Deep adaptive basis Galerkin method for evolution equations

Neural network-based numerical methods for differential equations have been widely developed in recent years. In this work, we study deep neural networks (DNNs) for solving high-dimensional evolution equations with oscillatory solutions. Different from other existing methods (e.g., PINNs) that deal with time and space variables simultaneously, we propose a deep adaptive basis Galerkin (DABG) method which adopts the spectral-Galerkin method for time variable by a tensor-product basis for oscillatory solutions and the network-based method for high-dimensional space variables.

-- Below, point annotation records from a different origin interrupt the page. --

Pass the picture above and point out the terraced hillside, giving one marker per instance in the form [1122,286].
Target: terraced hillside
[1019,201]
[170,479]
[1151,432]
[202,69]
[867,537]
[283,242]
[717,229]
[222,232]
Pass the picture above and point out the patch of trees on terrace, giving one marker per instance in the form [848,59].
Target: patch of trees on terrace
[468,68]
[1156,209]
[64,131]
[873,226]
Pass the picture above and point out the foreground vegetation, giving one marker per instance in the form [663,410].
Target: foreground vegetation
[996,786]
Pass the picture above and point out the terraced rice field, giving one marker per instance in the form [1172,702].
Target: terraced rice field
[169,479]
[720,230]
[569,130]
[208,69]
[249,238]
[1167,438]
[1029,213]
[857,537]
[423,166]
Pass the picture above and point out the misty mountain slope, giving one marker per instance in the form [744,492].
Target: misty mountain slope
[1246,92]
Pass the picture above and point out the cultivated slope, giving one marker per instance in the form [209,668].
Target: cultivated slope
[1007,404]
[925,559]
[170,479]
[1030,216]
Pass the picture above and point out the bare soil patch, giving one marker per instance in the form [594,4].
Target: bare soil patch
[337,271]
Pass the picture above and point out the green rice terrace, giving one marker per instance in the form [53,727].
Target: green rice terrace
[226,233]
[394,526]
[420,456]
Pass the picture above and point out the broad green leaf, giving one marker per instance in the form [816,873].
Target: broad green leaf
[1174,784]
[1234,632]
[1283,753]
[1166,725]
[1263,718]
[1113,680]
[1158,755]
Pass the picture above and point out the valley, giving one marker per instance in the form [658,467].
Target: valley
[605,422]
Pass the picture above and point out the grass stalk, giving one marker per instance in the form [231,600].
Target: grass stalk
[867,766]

The proposed method can lead to a linear system of differential equations having unknown DNNs that can be trained via the loss function. We establish estimates of the solution error, showing that if the true solution is a Barron-type function, the error bound converges to zero as M = O(N^p) approaches infinity, where M is the width of the used networks and p is a positive constant. Numerical examples, including high-dimensional linear parabolic and hyperbolic equations, and a nonlinear Allen–Cahn equation are presented to demonstrate that the performance of the proposed DABG method is better than compared existing methods.

报告人介绍：2012年毕业于浙江大学数学科学学院，先后在美国华盛顿大学和普渡大学攻读硕士与博士学位，博士导师沈捷教授。之后在新加坡国立大学担任博士后研究员。目前在香港大学从事博士后工作。研究方向主要为微分方程数值解和应用数学中的深度学习方法。